The new 'Furr' supercomputer at Simon Fraser University leverages advanced direct dye liquid cooling and high-density NVIDIA H100 GPUs and AMD Zen 5 CPUs to serve tens of thousands of researchers across various scientific fields.
Takeways• The 'Furr' supercomputer at SFU is a massive, multi-million dollar installation leveraging advanced liquid cooling.
• It features high-density NVIDIA H100 GPUs and AMD Zen 5 CPUs, all directly liquid cooled without fans.
• The system's robust infrastructure supports a wide range of scientific research and prioritizes efficient power and thermal management.
The 'Furr' supercomputer at Simon Fraser University is a $82 million high-performance computing deployment featuring 640 NVIDIA H100 GPUs and 192-core AMD Zen 5 CPU nodes, designed to support vast research needs. It utilizes highly efficient direct dye liquid cooling, which enhances cooling efficiency from 30% to over 90%, eliminating the need for internal fans. The system integrates advanced components and infrastructure to handle immense power consumption and maintain optimal operating temperatures.

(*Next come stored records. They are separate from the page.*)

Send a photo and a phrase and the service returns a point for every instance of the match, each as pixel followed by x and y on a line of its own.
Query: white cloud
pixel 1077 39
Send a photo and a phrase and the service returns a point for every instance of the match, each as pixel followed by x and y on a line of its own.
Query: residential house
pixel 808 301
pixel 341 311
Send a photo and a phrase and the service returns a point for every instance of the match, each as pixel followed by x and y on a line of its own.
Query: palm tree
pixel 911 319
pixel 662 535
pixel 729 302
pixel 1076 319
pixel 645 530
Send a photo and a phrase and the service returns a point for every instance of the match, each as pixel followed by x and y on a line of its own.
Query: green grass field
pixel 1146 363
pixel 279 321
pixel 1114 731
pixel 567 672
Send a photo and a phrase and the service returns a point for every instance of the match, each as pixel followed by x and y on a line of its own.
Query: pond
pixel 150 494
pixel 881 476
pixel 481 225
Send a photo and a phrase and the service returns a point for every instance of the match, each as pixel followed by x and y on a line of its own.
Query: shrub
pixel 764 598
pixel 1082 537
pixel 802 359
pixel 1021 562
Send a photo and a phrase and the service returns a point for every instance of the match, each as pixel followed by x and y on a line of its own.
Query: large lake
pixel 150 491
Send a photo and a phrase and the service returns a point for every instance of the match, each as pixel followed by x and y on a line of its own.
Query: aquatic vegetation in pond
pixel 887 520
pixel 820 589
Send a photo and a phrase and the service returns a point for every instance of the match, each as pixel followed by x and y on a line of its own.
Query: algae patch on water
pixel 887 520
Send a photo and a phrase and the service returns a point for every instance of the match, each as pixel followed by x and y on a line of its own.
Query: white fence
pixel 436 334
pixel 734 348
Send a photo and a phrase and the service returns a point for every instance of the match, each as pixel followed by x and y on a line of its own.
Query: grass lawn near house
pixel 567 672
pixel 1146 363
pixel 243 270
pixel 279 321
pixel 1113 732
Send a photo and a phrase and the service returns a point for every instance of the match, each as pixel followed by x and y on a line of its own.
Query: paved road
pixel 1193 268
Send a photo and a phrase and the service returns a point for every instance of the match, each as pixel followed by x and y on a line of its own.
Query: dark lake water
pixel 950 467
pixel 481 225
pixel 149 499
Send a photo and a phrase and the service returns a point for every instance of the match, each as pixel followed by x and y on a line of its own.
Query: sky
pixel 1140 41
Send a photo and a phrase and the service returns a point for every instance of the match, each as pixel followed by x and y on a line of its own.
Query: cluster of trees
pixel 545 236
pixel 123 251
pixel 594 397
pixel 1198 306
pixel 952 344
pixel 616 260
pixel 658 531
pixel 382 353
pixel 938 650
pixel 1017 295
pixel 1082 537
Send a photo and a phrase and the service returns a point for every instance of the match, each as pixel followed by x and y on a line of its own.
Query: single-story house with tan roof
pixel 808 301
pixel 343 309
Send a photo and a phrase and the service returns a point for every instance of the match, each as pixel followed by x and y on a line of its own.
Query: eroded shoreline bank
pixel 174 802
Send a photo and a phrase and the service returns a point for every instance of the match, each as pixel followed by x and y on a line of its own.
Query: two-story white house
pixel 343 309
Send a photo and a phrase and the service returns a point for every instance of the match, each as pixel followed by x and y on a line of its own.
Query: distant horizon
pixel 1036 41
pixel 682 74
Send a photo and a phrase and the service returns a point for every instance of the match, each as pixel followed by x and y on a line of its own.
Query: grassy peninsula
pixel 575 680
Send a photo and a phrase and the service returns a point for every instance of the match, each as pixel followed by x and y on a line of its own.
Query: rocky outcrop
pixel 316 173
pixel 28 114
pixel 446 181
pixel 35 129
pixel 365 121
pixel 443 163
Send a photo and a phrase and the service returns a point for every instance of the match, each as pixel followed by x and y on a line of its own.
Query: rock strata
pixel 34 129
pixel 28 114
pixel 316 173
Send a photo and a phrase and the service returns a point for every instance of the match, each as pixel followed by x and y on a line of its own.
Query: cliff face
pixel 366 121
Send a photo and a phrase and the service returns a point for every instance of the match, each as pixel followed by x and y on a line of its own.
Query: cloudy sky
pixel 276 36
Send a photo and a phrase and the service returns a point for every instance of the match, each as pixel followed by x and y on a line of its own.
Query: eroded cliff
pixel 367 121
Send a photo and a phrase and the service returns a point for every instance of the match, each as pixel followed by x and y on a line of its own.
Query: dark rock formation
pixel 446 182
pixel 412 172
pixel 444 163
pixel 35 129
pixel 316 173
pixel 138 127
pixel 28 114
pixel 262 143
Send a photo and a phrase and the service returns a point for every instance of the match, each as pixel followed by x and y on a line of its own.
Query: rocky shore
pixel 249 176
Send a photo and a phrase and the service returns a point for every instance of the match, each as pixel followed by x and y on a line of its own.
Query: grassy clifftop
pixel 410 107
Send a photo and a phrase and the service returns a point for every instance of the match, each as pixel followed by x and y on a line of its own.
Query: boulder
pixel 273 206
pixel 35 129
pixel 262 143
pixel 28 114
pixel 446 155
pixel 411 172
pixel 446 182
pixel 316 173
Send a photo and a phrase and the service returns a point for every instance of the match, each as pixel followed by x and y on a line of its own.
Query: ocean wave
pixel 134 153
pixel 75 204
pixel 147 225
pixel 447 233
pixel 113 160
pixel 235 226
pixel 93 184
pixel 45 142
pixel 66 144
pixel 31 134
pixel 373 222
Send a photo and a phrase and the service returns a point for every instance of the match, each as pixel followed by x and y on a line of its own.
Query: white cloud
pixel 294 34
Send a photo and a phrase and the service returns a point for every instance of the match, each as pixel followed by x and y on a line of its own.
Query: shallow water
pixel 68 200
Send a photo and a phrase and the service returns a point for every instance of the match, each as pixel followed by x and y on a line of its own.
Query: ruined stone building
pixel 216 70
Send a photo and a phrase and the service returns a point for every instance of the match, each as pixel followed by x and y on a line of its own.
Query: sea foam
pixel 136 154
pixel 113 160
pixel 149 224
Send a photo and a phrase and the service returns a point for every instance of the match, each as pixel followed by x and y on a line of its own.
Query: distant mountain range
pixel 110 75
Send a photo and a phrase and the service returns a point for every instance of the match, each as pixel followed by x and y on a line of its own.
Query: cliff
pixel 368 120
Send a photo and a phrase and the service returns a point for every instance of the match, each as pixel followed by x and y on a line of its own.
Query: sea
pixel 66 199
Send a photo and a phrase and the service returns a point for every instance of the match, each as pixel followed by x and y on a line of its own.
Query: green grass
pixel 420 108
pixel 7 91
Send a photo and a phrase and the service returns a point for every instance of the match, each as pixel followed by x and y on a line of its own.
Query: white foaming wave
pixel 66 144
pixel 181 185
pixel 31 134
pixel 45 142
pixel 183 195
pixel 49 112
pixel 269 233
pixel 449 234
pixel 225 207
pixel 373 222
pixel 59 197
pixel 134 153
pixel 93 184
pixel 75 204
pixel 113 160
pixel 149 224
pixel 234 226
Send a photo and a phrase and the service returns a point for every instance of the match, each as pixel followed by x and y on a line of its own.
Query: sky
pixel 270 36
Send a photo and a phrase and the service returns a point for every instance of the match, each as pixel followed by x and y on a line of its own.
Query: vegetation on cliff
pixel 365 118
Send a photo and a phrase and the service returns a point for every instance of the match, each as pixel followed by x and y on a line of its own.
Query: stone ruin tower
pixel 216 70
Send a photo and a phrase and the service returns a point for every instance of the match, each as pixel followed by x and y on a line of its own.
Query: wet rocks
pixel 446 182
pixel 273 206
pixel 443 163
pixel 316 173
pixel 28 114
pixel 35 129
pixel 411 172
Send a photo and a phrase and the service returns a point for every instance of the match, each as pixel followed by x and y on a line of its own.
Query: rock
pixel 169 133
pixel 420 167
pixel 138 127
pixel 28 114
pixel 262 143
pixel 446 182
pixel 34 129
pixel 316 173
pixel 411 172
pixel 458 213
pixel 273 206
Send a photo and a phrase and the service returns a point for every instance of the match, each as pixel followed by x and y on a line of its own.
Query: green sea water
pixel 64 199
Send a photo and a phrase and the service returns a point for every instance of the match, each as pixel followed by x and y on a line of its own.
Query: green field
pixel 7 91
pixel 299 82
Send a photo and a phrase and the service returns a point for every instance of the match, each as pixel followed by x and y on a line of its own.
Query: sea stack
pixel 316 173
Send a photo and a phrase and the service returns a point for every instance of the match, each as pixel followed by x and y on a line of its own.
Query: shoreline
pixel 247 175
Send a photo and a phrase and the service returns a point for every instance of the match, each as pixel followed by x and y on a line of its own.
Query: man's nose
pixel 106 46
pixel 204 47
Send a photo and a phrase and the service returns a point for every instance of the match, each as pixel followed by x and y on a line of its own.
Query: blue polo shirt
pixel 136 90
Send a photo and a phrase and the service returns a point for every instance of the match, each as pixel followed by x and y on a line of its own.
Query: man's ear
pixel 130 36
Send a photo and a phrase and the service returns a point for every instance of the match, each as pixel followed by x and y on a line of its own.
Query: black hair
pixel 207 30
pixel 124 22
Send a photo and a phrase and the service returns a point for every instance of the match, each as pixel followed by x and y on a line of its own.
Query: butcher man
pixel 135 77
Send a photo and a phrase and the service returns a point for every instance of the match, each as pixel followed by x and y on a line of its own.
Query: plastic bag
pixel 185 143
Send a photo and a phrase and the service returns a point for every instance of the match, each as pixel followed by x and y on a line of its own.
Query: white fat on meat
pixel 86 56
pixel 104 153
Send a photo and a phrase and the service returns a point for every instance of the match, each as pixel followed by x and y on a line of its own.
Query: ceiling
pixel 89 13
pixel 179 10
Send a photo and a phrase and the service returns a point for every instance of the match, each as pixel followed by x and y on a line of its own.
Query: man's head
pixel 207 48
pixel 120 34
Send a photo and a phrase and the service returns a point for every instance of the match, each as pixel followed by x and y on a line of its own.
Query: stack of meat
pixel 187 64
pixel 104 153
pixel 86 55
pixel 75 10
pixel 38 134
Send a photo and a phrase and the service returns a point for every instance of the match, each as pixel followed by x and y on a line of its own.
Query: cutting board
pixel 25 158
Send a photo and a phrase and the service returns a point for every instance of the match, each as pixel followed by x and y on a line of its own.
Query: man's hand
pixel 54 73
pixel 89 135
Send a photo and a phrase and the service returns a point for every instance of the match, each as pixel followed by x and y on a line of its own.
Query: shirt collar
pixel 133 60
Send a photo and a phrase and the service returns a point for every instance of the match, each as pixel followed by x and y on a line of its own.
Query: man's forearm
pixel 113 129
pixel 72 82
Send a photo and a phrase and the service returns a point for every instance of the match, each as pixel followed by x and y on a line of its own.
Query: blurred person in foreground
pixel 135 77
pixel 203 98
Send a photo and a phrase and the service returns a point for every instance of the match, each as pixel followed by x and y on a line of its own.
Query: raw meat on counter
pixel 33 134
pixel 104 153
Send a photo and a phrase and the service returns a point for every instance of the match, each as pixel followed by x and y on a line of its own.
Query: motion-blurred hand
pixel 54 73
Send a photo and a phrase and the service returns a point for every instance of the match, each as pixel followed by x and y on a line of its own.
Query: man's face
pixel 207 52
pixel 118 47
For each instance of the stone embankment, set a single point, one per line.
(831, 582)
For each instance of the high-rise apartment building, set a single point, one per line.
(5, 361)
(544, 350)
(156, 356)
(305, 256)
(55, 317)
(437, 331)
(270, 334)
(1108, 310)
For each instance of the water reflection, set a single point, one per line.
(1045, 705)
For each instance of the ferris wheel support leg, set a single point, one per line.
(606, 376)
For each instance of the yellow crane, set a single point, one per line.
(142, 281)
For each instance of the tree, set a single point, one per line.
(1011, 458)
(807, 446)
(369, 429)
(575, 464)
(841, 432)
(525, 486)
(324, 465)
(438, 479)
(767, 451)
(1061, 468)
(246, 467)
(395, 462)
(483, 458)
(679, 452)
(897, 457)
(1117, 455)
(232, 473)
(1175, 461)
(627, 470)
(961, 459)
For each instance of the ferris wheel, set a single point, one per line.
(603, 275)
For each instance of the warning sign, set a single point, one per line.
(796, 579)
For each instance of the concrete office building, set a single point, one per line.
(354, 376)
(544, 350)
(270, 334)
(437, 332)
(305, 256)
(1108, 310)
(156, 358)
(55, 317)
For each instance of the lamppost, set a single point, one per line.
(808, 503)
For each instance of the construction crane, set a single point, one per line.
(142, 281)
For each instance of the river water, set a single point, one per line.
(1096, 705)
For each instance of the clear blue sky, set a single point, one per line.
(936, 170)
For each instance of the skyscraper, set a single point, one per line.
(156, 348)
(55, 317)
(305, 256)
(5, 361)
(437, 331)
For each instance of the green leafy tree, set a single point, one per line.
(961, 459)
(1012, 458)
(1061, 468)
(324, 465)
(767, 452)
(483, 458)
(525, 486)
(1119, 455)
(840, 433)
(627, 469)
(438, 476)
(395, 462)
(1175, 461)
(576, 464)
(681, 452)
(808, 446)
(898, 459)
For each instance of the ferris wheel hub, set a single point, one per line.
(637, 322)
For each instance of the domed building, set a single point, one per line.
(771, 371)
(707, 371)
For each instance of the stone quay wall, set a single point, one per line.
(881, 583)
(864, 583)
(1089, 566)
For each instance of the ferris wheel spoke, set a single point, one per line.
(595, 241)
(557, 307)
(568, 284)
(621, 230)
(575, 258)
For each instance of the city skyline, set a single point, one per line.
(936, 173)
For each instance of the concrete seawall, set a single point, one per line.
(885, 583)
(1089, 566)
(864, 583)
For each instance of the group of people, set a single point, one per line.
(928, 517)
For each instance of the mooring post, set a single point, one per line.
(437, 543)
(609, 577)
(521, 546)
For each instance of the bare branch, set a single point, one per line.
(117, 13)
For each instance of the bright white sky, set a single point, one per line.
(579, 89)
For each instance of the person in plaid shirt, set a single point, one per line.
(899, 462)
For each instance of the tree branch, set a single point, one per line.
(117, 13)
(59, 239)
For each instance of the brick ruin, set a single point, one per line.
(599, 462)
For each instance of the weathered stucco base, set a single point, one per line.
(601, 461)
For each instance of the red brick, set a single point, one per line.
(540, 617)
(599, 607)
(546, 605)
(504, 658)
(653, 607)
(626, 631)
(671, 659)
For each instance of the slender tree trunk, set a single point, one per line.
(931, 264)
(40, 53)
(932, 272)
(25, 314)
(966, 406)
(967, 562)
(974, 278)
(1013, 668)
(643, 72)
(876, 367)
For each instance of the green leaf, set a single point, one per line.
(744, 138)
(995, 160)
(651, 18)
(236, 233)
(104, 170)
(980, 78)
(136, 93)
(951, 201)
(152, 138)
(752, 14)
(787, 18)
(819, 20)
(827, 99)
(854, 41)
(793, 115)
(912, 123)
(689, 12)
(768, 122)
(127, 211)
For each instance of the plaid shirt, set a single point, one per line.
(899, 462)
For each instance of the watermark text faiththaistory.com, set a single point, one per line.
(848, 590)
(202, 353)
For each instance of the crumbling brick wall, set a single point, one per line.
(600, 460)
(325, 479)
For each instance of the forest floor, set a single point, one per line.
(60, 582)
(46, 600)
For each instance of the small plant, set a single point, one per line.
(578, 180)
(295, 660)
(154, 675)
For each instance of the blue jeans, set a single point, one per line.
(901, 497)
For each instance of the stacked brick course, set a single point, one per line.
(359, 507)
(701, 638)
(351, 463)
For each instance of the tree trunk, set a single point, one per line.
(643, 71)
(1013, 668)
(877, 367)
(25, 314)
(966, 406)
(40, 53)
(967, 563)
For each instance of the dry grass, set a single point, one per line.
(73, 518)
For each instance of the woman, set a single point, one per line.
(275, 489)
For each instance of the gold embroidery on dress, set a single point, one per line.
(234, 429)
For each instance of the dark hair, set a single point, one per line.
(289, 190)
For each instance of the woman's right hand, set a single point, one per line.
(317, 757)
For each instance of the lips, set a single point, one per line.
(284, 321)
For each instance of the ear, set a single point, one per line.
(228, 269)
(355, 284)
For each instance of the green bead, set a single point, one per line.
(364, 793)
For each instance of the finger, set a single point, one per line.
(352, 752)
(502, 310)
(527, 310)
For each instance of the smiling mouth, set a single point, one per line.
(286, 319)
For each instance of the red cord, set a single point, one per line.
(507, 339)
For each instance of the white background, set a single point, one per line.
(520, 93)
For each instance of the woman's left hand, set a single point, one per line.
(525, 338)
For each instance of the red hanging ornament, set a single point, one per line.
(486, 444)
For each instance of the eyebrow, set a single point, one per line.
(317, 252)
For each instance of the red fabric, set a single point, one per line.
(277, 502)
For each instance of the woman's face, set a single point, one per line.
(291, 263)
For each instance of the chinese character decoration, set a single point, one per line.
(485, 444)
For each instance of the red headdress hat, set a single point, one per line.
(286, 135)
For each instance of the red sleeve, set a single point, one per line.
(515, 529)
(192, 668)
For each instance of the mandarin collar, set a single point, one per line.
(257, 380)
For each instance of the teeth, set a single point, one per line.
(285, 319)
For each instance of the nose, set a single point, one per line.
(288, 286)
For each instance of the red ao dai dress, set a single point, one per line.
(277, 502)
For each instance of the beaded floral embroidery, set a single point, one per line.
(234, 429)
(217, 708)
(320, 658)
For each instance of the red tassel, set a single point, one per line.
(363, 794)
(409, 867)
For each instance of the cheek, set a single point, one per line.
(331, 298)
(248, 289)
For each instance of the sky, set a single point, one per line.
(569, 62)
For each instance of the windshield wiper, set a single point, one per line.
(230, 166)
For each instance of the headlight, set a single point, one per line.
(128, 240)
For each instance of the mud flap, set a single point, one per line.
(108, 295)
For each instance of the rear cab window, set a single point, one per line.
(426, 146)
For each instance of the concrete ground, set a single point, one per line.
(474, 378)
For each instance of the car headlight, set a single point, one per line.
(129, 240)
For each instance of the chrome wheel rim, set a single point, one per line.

Furr Supercomputer Overview
• 00:00:05 The new 'Furr' supercomputer at Simon Fraser University is a massive deployment, featuring 165,000 CPU cores, $20 million worth of GPUs, and a terabyte of RAM, designed to serve tens of thousands of scientists and researchers in fields from AI to zoology. This system provides a unique opportunity to examine a real-world deployment of direct dye liquid cooling, which significantly boosts cooling efficiency from approximately 30% to over 90%.
GPU Node Architecture
• 00:01:38 Each GPU node contains 640 NVIDIA H100 80GB GPUs, each costing around $31,000, which necessitates substantial power and cooling infrastructure upgrades to the building. These nodes utilize Epic Genoa CPUs with 48 cores and 1.152 terabytes of RAM, paired with four NVIDIA H100 SXM5 80-gig GPUs, providing 320 gigabytes of HBM3 VRAM per node with 3.36 terabytes per second bandwidth per GPU. The high power consumption of 700 watts per GPU is managed by an advanced direct liquid cooling system that cools all components without any fans.
Cooling Infrastructure Details
• 00:04:20 The supercomputer features an innovative direct liquid cooling system where everything—CPUs, GPUs, VRMs, network interface, SSD caddy, and even system memory—is directly liquid cooled. The cooling loops are intricately designed, with a primary loop dedicated to the GPUs and a secondary loop handling power delivery and RAM. External cooling is provided by evaporative cooling towers with a total capacity of 4.7 megawatts, supplemented by mechanical chillers during hot periods, all managed by a sophisticated monitoring system called Kaizen that captures telemetry data to prevent issues like condensation or corrosion.
CPU and Specialized Nodes
• 00:13:01 Beyond GPU-intensive tasks, the 'Furr' supercomputer includes dedicated CPU nodes, each containing two nodes with 192 Zen 5 Epic Turing cores and 768 gigabytes of memory, totaling nearly 400 cores per 1U rack. These nodes use 200 gigabit networking connections, dynamically shared between the two nodes. The system also integrates specialized nodes, such as storage nodes with petabytes of NVMe and spinning disk storage, and 8TB RAM nodes for memory-intensive jobs, alongside a single AMD MI300X node for diverse computational needs.